Robust and sustainable long-term growth is a priority for any economy. But, for Italy, the imperative is almost existential. For starters, its population is ageing rapidly: the country has the world’s second-highest old-age dependency ratio.

In addition, Italy has the second-largest public-debt burden in the EU, at about 160% of GDP. To reduce this burden—which increased significantly in 2020, owing to the combination of economic contraction and fiscal expansion—the government will ultimately need to run primary budget surpluses (which exclude debt-servicing costs).

This will be no easy feat, given that the budget deficit stood at 9.4% of GDP in 2021. The government hopes to reduce it to 5.6% of GDP this year, with the primary deficit dropping to 1.2% of GDP by 2023. Achieving this—and, ultimately, a primary surplus—will depend significantly on higher tax revenues through stronger economic growth.

If the government is to implement the national recovery and resilience plan, including the relevant economic reforms, it will need to continue to inspire confidence. And that requires political stability.

What stability currently exists can be attributed largely to Draghi. He was sworn in as prime minister early last year precisely to break a protracted political deadlock. And it was under his leadership that a broad coalition drafted the national recovery plan, applied for funding and initiated its implementation.

But Draghi can remain prime minister only until the general election in March 2023, meaning that he has about a year to lay the foundations for many recovery projects. On top of this, Draghi’s broad governing coalition may not remain effective—or even intact—after the coming presidential election.

Whatever the outcome of the presidential election, will Draghi be able to create a more compact coalition, capable of implementing the national recovery plan?

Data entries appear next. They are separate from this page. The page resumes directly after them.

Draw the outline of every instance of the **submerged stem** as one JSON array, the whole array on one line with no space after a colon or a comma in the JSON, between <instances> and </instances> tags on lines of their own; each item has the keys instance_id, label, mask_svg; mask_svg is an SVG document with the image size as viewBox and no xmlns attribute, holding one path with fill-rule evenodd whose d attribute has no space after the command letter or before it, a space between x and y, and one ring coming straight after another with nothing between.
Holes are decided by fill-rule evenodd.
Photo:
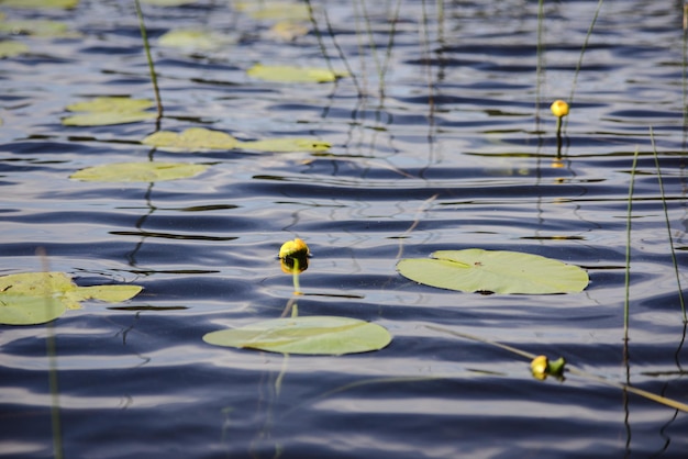
<instances>
[{"instance_id":1,"label":"submerged stem","mask_svg":"<svg viewBox=\"0 0 688 459\"><path fill-rule=\"evenodd\" d=\"M678 273L678 261L676 260L676 250L674 250L674 238L672 237L672 225L669 223L669 212L666 205L666 198L664 195L664 182L662 181L662 169L659 168L659 157L657 155L657 147L655 146L655 135L652 126L650 127L650 139L652 141L652 149L655 156L655 167L657 168L657 181L659 182L659 195L662 198L662 208L664 209L664 221L666 222L666 232L669 237L669 249L672 250L672 262L674 264L674 272L676 273L676 283L678 286L678 301L680 303L680 311L684 315L684 323L688 322L686 318L686 304L684 303L684 291L680 286L680 276Z\"/></svg>"},{"instance_id":2,"label":"submerged stem","mask_svg":"<svg viewBox=\"0 0 688 459\"><path fill-rule=\"evenodd\" d=\"M134 0L136 4L136 15L138 16L138 26L141 29L141 38L143 41L143 48L146 52L146 60L148 61L148 71L151 72L151 81L153 82L153 91L155 92L155 103L157 105L157 121L163 117L163 101L160 100L160 90L157 86L157 77L155 75L155 67L153 66L153 57L151 56L151 46L148 45L148 35L146 34L146 25L143 22L143 11L141 10L141 3L138 0Z\"/></svg>"},{"instance_id":3,"label":"submerged stem","mask_svg":"<svg viewBox=\"0 0 688 459\"><path fill-rule=\"evenodd\" d=\"M626 211L625 227L625 300L623 303L623 340L629 340L629 304L630 304L630 287L631 287L631 217L633 213L633 184L635 182L635 167L637 165L637 148L633 155L633 165L631 166L631 183L629 184L629 206Z\"/></svg>"}]
</instances>

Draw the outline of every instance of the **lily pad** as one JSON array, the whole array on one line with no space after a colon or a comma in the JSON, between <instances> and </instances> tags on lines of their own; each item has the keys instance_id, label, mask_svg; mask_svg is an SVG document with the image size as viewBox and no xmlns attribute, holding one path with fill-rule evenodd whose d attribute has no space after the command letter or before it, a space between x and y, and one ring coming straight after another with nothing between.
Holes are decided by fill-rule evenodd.
<instances>
[{"instance_id":1,"label":"lily pad","mask_svg":"<svg viewBox=\"0 0 688 459\"><path fill-rule=\"evenodd\" d=\"M29 53L29 46L21 42L11 40L0 41L0 59L3 57L14 57L20 54Z\"/></svg>"},{"instance_id":2,"label":"lily pad","mask_svg":"<svg viewBox=\"0 0 688 459\"><path fill-rule=\"evenodd\" d=\"M154 103L147 99L124 97L102 97L87 102L73 103L66 109L70 112L86 112L63 119L65 126L108 126L113 124L137 123L152 120L157 113L144 110Z\"/></svg>"},{"instance_id":3,"label":"lily pad","mask_svg":"<svg viewBox=\"0 0 688 459\"><path fill-rule=\"evenodd\" d=\"M588 273L577 266L539 255L479 248L402 259L397 270L415 282L463 292L575 293L589 282Z\"/></svg>"},{"instance_id":4,"label":"lily pad","mask_svg":"<svg viewBox=\"0 0 688 459\"><path fill-rule=\"evenodd\" d=\"M238 142L236 148L255 152L326 152L331 145L313 138L268 138L255 142Z\"/></svg>"},{"instance_id":5,"label":"lily pad","mask_svg":"<svg viewBox=\"0 0 688 459\"><path fill-rule=\"evenodd\" d=\"M64 272L24 272L0 277L0 324L35 325L51 322L81 301L126 301L138 286L78 287Z\"/></svg>"},{"instance_id":6,"label":"lily pad","mask_svg":"<svg viewBox=\"0 0 688 459\"><path fill-rule=\"evenodd\" d=\"M76 8L79 0L0 0L1 7L10 8L40 8L69 10Z\"/></svg>"},{"instance_id":7,"label":"lily pad","mask_svg":"<svg viewBox=\"0 0 688 459\"><path fill-rule=\"evenodd\" d=\"M178 134L171 131L158 131L142 142L167 152L204 152L209 149L232 149L236 138L219 131L204 127L190 127Z\"/></svg>"},{"instance_id":8,"label":"lily pad","mask_svg":"<svg viewBox=\"0 0 688 459\"><path fill-rule=\"evenodd\" d=\"M218 49L232 43L228 35L191 29L169 31L158 38L160 46L198 51Z\"/></svg>"},{"instance_id":9,"label":"lily pad","mask_svg":"<svg viewBox=\"0 0 688 459\"><path fill-rule=\"evenodd\" d=\"M71 32L69 26L64 22L49 20L1 21L0 33L59 38L76 38L81 36L77 32Z\"/></svg>"},{"instance_id":10,"label":"lily pad","mask_svg":"<svg viewBox=\"0 0 688 459\"><path fill-rule=\"evenodd\" d=\"M208 169L204 165L188 163L112 163L102 166L87 167L71 176L70 179L82 181L164 181L186 179Z\"/></svg>"},{"instance_id":11,"label":"lily pad","mask_svg":"<svg viewBox=\"0 0 688 459\"><path fill-rule=\"evenodd\" d=\"M391 335L385 327L357 318L304 316L211 332L203 340L214 346L269 352L340 356L379 350L391 342Z\"/></svg>"},{"instance_id":12,"label":"lily pad","mask_svg":"<svg viewBox=\"0 0 688 459\"><path fill-rule=\"evenodd\" d=\"M329 68L265 66L256 64L246 70L249 77L276 82L331 82L348 77L346 71L332 71Z\"/></svg>"}]
</instances>

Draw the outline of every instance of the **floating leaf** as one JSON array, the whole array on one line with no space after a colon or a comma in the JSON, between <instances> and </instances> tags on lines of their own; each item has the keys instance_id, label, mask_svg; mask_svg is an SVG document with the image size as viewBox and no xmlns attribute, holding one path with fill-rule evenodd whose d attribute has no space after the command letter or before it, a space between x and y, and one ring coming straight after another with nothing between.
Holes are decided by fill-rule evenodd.
<instances>
[{"instance_id":1,"label":"floating leaf","mask_svg":"<svg viewBox=\"0 0 688 459\"><path fill-rule=\"evenodd\" d=\"M197 176L208 166L188 163L112 163L102 166L87 167L71 176L70 179L84 181L163 181L186 179Z\"/></svg>"},{"instance_id":2,"label":"floating leaf","mask_svg":"<svg viewBox=\"0 0 688 459\"><path fill-rule=\"evenodd\" d=\"M306 316L211 332L203 340L270 352L339 356L381 349L391 342L391 335L379 325L357 318Z\"/></svg>"},{"instance_id":3,"label":"floating leaf","mask_svg":"<svg viewBox=\"0 0 688 459\"><path fill-rule=\"evenodd\" d=\"M34 325L53 321L79 302L129 300L138 286L78 287L64 272L24 272L0 277L0 324Z\"/></svg>"},{"instance_id":4,"label":"floating leaf","mask_svg":"<svg viewBox=\"0 0 688 459\"><path fill-rule=\"evenodd\" d=\"M328 68L264 66L256 64L246 74L249 77L277 82L331 82L337 78L348 77L346 71L332 71Z\"/></svg>"},{"instance_id":5,"label":"floating leaf","mask_svg":"<svg viewBox=\"0 0 688 459\"><path fill-rule=\"evenodd\" d=\"M167 152L203 152L232 149L237 141L223 132L210 131L204 127L190 127L181 134L171 131L158 131L148 135L141 143Z\"/></svg>"},{"instance_id":6,"label":"floating leaf","mask_svg":"<svg viewBox=\"0 0 688 459\"><path fill-rule=\"evenodd\" d=\"M69 31L69 26L64 22L48 20L3 21L0 22L0 33L60 38L81 36Z\"/></svg>"},{"instance_id":7,"label":"floating leaf","mask_svg":"<svg viewBox=\"0 0 688 459\"><path fill-rule=\"evenodd\" d=\"M145 112L154 103L147 99L102 97L91 101L67 105L70 112L87 112L63 119L66 126L107 126L112 124L136 123L155 119L157 113Z\"/></svg>"},{"instance_id":8,"label":"floating leaf","mask_svg":"<svg viewBox=\"0 0 688 459\"><path fill-rule=\"evenodd\" d=\"M0 5L10 8L57 8L68 10L76 8L79 0L0 0Z\"/></svg>"},{"instance_id":9,"label":"floating leaf","mask_svg":"<svg viewBox=\"0 0 688 459\"><path fill-rule=\"evenodd\" d=\"M158 38L162 46L200 51L218 49L232 43L228 35L190 29L169 31Z\"/></svg>"},{"instance_id":10,"label":"floating leaf","mask_svg":"<svg viewBox=\"0 0 688 459\"><path fill-rule=\"evenodd\" d=\"M326 152L331 145L313 138L268 138L255 142L238 142L236 148L255 152Z\"/></svg>"},{"instance_id":11,"label":"floating leaf","mask_svg":"<svg viewBox=\"0 0 688 459\"><path fill-rule=\"evenodd\" d=\"M397 269L415 282L440 289L495 293L574 293L588 286L579 267L518 251L440 250L432 258L403 259Z\"/></svg>"},{"instance_id":12,"label":"floating leaf","mask_svg":"<svg viewBox=\"0 0 688 459\"><path fill-rule=\"evenodd\" d=\"M3 57L14 57L29 52L29 46L21 42L11 40L0 41L0 59Z\"/></svg>"}]
</instances>

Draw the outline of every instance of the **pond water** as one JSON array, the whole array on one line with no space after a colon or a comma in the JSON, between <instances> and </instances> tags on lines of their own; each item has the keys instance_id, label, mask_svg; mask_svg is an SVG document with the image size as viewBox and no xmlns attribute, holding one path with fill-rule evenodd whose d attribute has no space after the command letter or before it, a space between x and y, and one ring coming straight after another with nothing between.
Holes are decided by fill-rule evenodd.
<instances>
[{"instance_id":1,"label":"pond water","mask_svg":"<svg viewBox=\"0 0 688 459\"><path fill-rule=\"evenodd\" d=\"M545 1L539 21L535 1L313 0L291 38L238 2L143 4L160 128L332 144L319 154L154 150L140 142L155 120L64 126L75 102L154 98L134 4L2 3L5 21L80 35L20 34L29 53L0 61L1 273L47 266L144 291L49 326L0 326L0 456L59 456L55 440L68 458L685 457L685 412L575 374L539 381L528 359L452 334L688 402L672 260L673 244L686 284L683 2ZM232 43L159 43L180 27ZM247 76L257 63L351 76L279 83ZM555 99L572 107L559 146ZM148 158L210 167L155 183L69 179ZM388 347L287 357L202 340L282 314L293 288L277 253L293 237L312 251L300 314L374 322ZM481 295L396 272L400 258L470 247L581 266L590 284Z\"/></svg>"}]
</instances>

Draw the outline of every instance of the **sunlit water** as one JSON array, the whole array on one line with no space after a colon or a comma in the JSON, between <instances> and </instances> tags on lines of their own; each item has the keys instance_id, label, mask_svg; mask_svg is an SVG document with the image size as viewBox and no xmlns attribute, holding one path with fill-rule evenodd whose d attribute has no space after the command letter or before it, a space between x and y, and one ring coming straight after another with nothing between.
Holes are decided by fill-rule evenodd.
<instances>
[{"instance_id":1,"label":"sunlit water","mask_svg":"<svg viewBox=\"0 0 688 459\"><path fill-rule=\"evenodd\" d=\"M324 155L152 152L138 142L154 122L64 127L69 103L153 98L133 2L0 3L8 20L55 19L82 34L18 36L31 53L0 61L1 272L44 269L43 247L49 269L80 286L145 289L115 306L87 302L52 332L1 327L0 455L52 457L57 406L67 458L684 457L686 413L580 377L537 381L526 359L430 328L688 401L669 244L670 234L685 269L683 4L603 2L586 41L598 2L544 3L539 24L535 1L313 1L311 32L293 41L232 2L144 4L162 128L309 136L332 143ZM235 44L158 46L175 27ZM258 61L352 77L265 82L245 74ZM572 113L557 157L548 107L559 98ZM153 184L68 178L149 157L211 167ZM293 289L277 250L295 236L313 255L301 286L319 294L299 300L300 314L373 321L393 334L389 347L284 357L202 342L282 313ZM578 294L479 295L395 269L400 257L469 247L561 259L591 282Z\"/></svg>"}]
</instances>

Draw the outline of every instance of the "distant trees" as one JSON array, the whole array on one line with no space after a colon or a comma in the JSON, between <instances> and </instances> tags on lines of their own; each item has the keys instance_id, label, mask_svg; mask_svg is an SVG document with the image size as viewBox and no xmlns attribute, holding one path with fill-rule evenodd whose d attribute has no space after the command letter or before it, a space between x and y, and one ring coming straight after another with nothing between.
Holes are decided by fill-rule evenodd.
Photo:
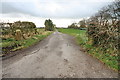
<instances>
[{"instance_id":1,"label":"distant trees","mask_svg":"<svg viewBox=\"0 0 120 80\"><path fill-rule=\"evenodd\" d=\"M72 23L71 25L68 26L68 28L78 29L78 25L77 23Z\"/></svg>"},{"instance_id":2,"label":"distant trees","mask_svg":"<svg viewBox=\"0 0 120 80\"><path fill-rule=\"evenodd\" d=\"M72 23L68 26L68 28L74 28L74 29L80 29L80 28L86 28L86 20L82 19L78 23Z\"/></svg>"},{"instance_id":3,"label":"distant trees","mask_svg":"<svg viewBox=\"0 0 120 80\"><path fill-rule=\"evenodd\" d=\"M45 30L46 31L53 31L54 28L55 28L55 24L53 24L52 20L48 19L48 20L45 20Z\"/></svg>"}]
</instances>

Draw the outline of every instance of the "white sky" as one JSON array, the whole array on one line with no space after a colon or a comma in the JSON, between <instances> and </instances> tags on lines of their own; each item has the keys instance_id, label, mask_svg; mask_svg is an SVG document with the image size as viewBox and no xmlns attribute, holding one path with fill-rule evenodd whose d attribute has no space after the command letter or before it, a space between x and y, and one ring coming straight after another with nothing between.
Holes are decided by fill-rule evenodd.
<instances>
[{"instance_id":1,"label":"white sky","mask_svg":"<svg viewBox=\"0 0 120 80\"><path fill-rule=\"evenodd\" d=\"M67 27L94 15L113 0L1 0L0 21L32 21L44 27L52 19L57 27Z\"/></svg>"}]
</instances>

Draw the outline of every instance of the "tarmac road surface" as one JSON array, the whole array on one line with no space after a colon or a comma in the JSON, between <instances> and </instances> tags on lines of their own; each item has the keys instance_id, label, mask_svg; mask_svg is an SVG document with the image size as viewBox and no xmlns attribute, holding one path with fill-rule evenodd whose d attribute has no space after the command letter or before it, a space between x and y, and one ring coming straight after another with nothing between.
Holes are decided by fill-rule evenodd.
<instances>
[{"instance_id":1,"label":"tarmac road surface","mask_svg":"<svg viewBox=\"0 0 120 80\"><path fill-rule=\"evenodd\" d=\"M117 78L118 73L80 51L74 37L54 32L3 60L3 78Z\"/></svg>"}]
</instances>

Would Europe continue to view Italy as a reliable partner if Berlusconi became president or if early elections produced a eurosceptic nationalist government? Can Italy forestall a new political—and, ultimately, economic—crisis?

These are some of the possible scenarios now confronting Italy and Europe. Some are low-probability, but the chance of them materialising is not zero. Next Generation EU has afforded Italy a once-in-a-generation opportunity to reset its economy. But the country’s still-tenuous political situation makes it far from clear that the government will manage to seize it.